WASHINGTON (Reuters) - The pipeline regulator on Monday issued a $3.7 million civil penalty against Enbridge Inc for a July 2010 crude oil spill, the largest fine ever proposed by the agency.
The Transportation Department’s Pipeline and Hazardous Materials Safety Administration (PHMSA) said its probe uncovered two dozen regulation violations related to the leak on Enbridge’s Line 6B near Marshall, Michigan.
“We will hold pipeline operators accountable if they do not follow proper safety procedures to protect the environment and local communities,” U.S. Transportation Secretary Ray LaHood said in a statement.
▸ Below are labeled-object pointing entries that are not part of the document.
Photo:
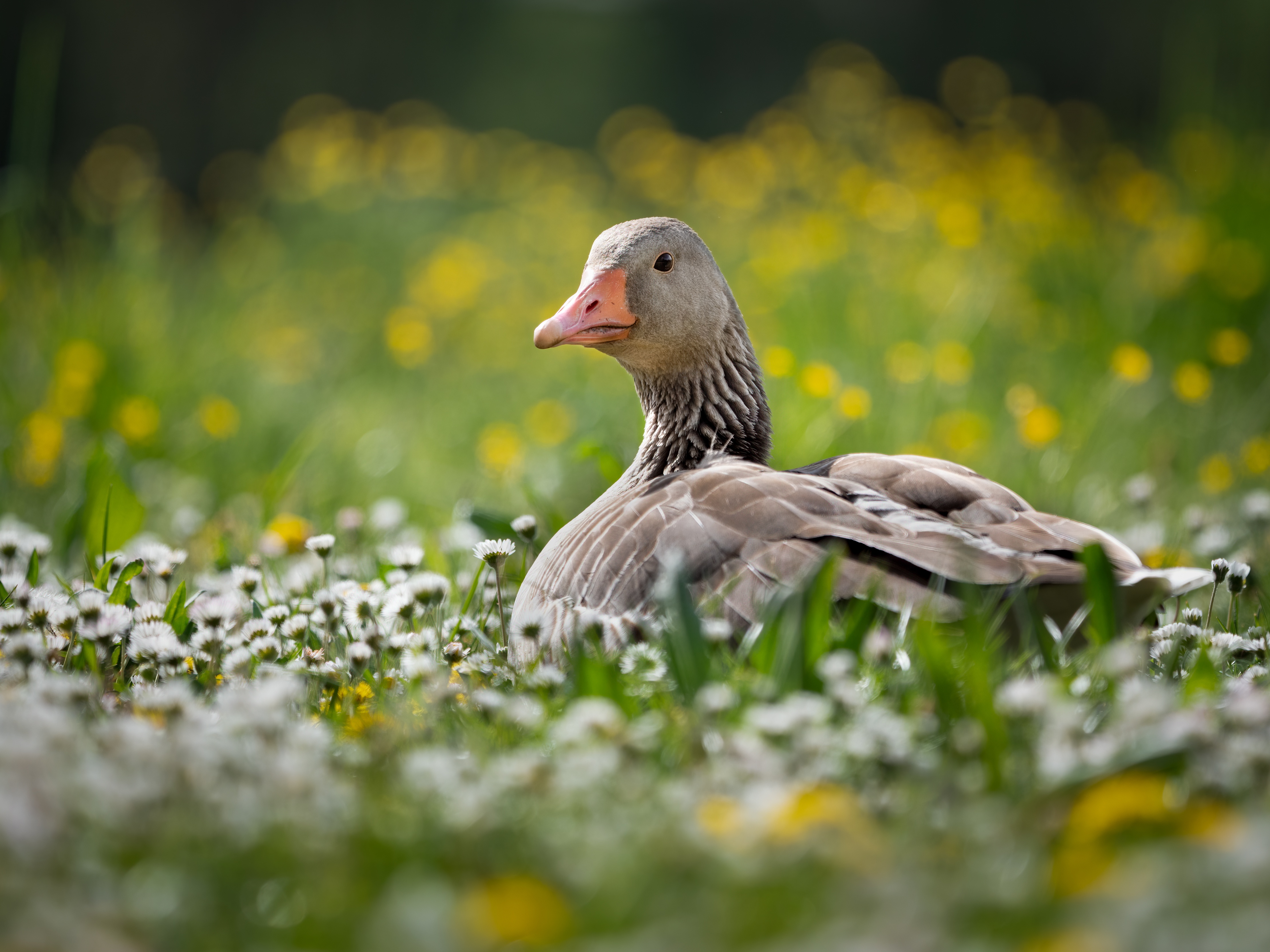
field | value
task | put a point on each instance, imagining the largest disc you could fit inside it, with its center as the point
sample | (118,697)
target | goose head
(653,298)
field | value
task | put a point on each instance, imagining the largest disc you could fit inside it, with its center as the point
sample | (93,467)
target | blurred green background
(267,261)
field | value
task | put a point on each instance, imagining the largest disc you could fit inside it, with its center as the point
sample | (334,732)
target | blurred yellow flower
(1071,941)
(549,423)
(1143,196)
(819,380)
(1193,383)
(41,447)
(961,431)
(961,224)
(136,419)
(721,817)
(953,362)
(813,809)
(1173,256)
(855,403)
(219,417)
(1020,400)
(501,449)
(907,362)
(1041,426)
(779,362)
(451,280)
(736,174)
(890,207)
(408,336)
(1111,805)
(1236,268)
(287,531)
(1216,474)
(520,909)
(77,369)
(1257,455)
(1131,363)
(1230,347)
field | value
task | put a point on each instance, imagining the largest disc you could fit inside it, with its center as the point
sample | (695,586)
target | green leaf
(112,513)
(685,648)
(176,610)
(472,592)
(817,616)
(103,575)
(120,596)
(1204,677)
(596,676)
(1100,591)
(861,615)
(280,480)
(611,468)
(936,657)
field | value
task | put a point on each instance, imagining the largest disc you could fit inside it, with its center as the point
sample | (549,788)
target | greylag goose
(700,493)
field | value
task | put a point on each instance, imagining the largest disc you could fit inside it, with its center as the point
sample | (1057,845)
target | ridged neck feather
(719,405)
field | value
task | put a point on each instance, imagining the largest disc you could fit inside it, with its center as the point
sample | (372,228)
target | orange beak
(596,315)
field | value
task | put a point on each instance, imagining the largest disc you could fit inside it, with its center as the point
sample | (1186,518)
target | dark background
(209,75)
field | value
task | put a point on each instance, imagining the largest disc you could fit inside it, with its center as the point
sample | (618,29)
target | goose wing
(744,530)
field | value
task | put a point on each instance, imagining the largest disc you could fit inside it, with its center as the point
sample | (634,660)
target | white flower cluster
(152,741)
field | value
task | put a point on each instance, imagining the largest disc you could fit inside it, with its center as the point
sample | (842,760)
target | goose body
(700,492)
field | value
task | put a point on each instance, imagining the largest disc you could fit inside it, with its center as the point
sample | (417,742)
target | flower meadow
(262,446)
(342,749)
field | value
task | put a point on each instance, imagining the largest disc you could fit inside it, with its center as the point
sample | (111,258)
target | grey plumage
(700,490)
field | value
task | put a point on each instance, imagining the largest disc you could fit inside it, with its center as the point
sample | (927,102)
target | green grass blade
(685,647)
(121,592)
(1100,591)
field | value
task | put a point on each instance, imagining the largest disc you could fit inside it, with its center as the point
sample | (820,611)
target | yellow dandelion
(136,419)
(953,362)
(218,417)
(962,431)
(291,531)
(779,362)
(1131,363)
(721,817)
(1257,455)
(819,380)
(1041,426)
(549,423)
(501,449)
(42,436)
(1193,383)
(855,403)
(961,224)
(515,909)
(1230,347)
(408,336)
(1021,400)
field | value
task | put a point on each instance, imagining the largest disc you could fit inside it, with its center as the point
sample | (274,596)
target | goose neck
(718,407)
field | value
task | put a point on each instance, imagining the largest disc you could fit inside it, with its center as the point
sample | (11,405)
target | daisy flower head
(429,588)
(322,545)
(1237,578)
(494,551)
(406,557)
(246,579)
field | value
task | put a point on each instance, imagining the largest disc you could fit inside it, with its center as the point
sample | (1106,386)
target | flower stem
(498,592)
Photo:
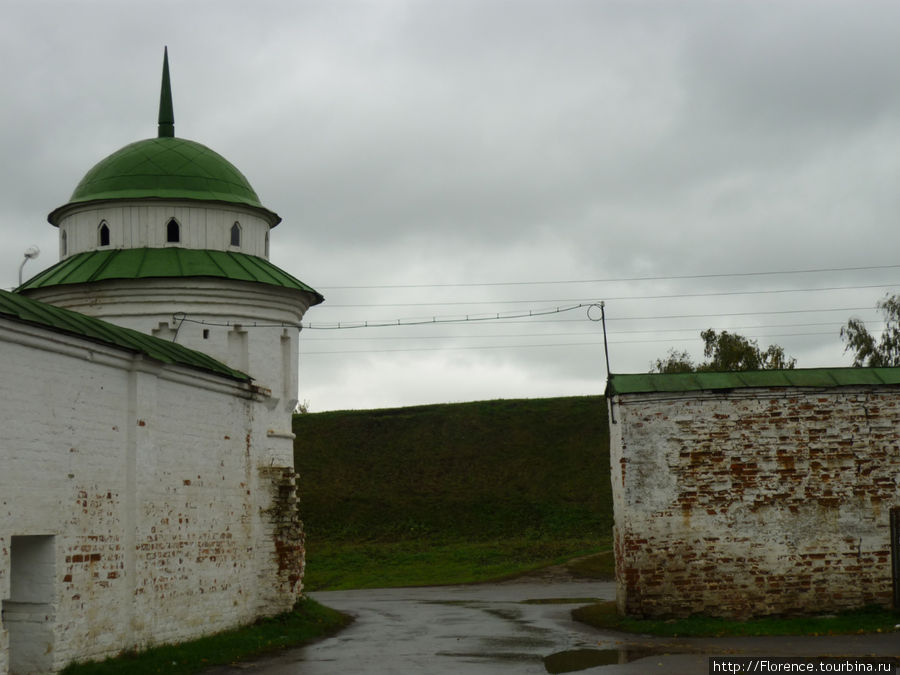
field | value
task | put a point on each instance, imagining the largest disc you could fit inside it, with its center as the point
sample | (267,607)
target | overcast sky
(443,159)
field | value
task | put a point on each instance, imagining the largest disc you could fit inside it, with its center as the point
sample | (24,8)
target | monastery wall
(139,503)
(754,501)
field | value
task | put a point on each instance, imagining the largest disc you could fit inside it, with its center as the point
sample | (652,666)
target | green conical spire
(166,115)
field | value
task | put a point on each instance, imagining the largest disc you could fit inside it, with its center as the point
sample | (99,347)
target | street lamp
(31,253)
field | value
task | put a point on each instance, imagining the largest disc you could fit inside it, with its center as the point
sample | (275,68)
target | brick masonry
(754,501)
(168,500)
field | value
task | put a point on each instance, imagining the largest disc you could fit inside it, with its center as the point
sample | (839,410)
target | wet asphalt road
(488,629)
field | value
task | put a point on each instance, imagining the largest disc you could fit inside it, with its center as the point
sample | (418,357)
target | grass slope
(451,493)
(470,470)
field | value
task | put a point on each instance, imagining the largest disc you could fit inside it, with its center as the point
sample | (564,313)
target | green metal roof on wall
(63,320)
(146,263)
(165,168)
(641,383)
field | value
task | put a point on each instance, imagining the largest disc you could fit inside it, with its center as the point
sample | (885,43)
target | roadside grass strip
(306,622)
(604,616)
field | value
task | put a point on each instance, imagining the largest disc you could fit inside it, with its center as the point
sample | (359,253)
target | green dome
(164,168)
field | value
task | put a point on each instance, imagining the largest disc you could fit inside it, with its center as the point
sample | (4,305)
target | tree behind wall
(726,352)
(867,352)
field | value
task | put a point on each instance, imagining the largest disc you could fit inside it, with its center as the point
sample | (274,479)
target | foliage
(874,619)
(307,621)
(726,352)
(866,351)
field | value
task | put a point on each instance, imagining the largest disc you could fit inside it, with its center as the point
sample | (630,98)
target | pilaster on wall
(283,545)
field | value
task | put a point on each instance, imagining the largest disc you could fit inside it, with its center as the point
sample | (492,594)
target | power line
(695,329)
(540,345)
(672,296)
(618,279)
(422,321)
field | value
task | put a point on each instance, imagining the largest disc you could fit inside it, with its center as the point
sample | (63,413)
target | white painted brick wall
(756,501)
(148,476)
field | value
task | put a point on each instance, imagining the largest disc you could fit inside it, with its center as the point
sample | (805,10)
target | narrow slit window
(173,232)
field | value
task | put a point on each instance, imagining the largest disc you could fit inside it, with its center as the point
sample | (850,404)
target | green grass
(308,620)
(603,615)
(345,565)
(599,566)
(468,471)
(456,493)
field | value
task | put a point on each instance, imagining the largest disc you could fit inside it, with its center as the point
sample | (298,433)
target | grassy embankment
(452,493)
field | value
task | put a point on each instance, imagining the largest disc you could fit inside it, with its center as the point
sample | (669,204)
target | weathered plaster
(754,501)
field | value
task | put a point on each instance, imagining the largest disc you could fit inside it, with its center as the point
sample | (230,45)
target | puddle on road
(580,659)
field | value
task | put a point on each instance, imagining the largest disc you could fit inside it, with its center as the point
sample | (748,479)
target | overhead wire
(721,275)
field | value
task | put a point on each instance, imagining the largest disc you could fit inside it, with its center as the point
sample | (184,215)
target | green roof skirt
(643,383)
(147,263)
(65,321)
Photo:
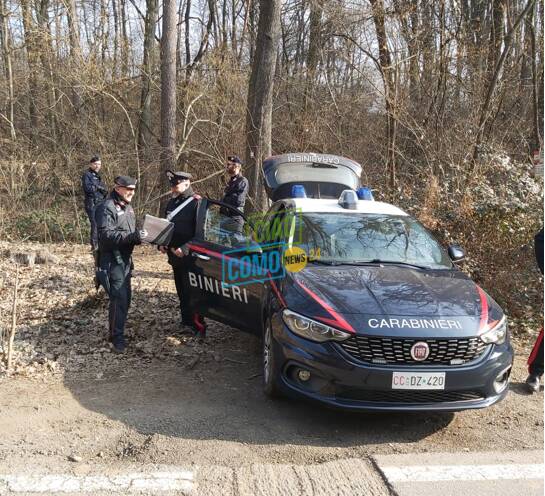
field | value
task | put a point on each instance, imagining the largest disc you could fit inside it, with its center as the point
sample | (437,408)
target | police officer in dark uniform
(117,236)
(178,255)
(95,193)
(236,190)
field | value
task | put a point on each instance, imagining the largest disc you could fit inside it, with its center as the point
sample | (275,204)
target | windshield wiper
(325,262)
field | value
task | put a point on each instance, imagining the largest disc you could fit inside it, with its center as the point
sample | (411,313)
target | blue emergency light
(365,193)
(298,191)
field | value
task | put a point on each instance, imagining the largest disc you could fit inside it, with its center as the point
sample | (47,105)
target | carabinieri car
(358,305)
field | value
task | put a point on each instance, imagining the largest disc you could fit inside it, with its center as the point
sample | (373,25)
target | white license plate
(418,380)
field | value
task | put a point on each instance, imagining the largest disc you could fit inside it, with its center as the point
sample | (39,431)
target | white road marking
(434,473)
(179,480)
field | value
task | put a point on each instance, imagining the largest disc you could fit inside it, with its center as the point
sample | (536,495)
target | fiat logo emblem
(420,351)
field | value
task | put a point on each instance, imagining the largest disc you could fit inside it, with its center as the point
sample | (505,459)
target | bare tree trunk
(145,135)
(260,92)
(389,89)
(124,40)
(168,87)
(13,319)
(485,109)
(314,47)
(32,57)
(5,41)
(73,28)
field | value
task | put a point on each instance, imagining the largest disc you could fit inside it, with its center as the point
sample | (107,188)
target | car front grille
(409,396)
(383,350)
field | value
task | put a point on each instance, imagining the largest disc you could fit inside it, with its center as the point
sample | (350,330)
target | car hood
(390,299)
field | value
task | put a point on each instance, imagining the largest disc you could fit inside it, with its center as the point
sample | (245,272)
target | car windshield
(366,238)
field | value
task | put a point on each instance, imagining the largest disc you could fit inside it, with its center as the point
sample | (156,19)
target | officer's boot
(199,326)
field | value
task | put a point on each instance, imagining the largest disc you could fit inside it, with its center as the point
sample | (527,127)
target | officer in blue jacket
(235,193)
(95,192)
(178,254)
(117,236)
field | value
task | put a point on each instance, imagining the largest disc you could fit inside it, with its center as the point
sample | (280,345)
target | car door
(221,251)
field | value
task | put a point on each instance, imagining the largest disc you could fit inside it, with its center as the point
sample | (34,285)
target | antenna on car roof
(298,191)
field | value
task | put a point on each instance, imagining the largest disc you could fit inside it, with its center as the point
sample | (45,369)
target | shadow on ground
(220,398)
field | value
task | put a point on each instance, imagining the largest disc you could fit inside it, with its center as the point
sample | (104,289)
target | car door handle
(198,255)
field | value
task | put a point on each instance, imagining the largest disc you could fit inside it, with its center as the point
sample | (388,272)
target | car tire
(270,373)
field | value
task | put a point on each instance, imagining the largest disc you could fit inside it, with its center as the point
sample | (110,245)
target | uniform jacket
(93,187)
(184,222)
(236,191)
(116,227)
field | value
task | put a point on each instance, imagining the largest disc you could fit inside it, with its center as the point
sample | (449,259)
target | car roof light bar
(348,199)
(365,193)
(298,191)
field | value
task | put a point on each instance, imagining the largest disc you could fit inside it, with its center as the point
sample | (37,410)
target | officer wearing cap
(117,236)
(236,189)
(178,254)
(95,191)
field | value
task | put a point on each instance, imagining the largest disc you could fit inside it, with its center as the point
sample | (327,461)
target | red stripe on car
(484,309)
(535,349)
(337,319)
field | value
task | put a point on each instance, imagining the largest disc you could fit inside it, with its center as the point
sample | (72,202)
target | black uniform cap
(235,159)
(175,177)
(125,181)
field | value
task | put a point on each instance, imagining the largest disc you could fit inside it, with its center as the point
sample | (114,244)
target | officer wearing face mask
(117,237)
(178,253)
(95,191)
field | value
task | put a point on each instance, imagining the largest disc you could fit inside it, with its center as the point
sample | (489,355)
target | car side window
(222,226)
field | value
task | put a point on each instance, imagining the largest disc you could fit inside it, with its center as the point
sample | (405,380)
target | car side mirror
(456,253)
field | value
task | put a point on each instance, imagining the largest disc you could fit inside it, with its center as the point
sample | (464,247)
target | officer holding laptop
(117,237)
(181,210)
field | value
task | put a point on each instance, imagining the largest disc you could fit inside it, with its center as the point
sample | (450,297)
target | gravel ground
(173,400)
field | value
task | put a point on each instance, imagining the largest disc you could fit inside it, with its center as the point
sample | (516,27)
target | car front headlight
(497,334)
(311,329)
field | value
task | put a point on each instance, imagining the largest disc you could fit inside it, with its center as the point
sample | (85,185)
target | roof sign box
(321,175)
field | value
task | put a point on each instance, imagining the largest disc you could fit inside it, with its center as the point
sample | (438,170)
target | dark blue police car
(365,311)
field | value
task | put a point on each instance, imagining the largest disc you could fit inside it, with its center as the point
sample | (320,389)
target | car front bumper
(338,380)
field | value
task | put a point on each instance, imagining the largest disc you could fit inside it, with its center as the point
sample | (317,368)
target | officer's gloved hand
(181,252)
(135,238)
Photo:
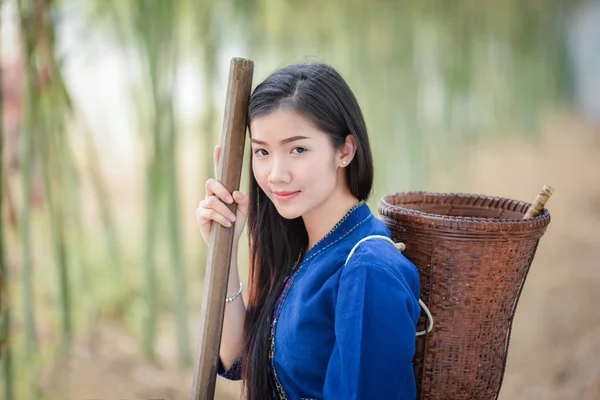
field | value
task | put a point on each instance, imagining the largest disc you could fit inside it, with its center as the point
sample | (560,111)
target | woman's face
(293,162)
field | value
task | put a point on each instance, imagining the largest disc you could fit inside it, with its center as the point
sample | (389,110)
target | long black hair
(317,92)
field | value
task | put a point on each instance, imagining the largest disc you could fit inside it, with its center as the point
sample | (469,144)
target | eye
(300,150)
(258,152)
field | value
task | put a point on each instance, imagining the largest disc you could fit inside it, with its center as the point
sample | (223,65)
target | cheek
(318,170)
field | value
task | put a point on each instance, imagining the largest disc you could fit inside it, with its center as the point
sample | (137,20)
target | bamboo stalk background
(97,269)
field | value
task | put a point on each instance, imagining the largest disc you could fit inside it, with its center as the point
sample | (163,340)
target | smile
(284,196)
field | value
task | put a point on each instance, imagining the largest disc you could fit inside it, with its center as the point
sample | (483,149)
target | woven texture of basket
(473,254)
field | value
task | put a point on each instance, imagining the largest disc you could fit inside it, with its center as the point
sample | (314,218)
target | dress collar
(354,217)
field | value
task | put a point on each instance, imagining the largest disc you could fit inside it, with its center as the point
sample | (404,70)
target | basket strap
(400,247)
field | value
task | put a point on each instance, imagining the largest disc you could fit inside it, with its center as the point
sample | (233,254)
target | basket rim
(388,209)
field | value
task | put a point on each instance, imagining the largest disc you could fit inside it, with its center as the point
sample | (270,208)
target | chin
(288,213)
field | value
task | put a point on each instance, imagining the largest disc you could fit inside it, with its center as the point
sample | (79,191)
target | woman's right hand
(214,208)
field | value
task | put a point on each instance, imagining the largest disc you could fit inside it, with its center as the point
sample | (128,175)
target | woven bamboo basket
(473,254)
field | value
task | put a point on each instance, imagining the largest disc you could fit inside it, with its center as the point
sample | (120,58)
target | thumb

PHMSA’s order against Enbridge accuses the company of failing to adhere to regulations for maintaining pipeline integrity.
The agency also said the company continued to attempt to restart the pipeline even though it received multiple leak alarms the night the pipeline ruptured, leading to the release of more oil.
Enbridge’s 30 inch line ultimately spilled more than 20,000 barrels of heavy crude and contaminated 38 miles of the Kalamazoo River.
The accident shut down the pipeline for more than two months and spawned a massive clean-up effort that the company has estimated will cost over $700 million.
Enbridge said it is reviewing the PHMSA order.
“We will not comment specifically on the contents of the (Notice of Probable Violation) until that analysis is complete,” the company said in a statement.
Enbridge has 30 days to formally respond to the government order.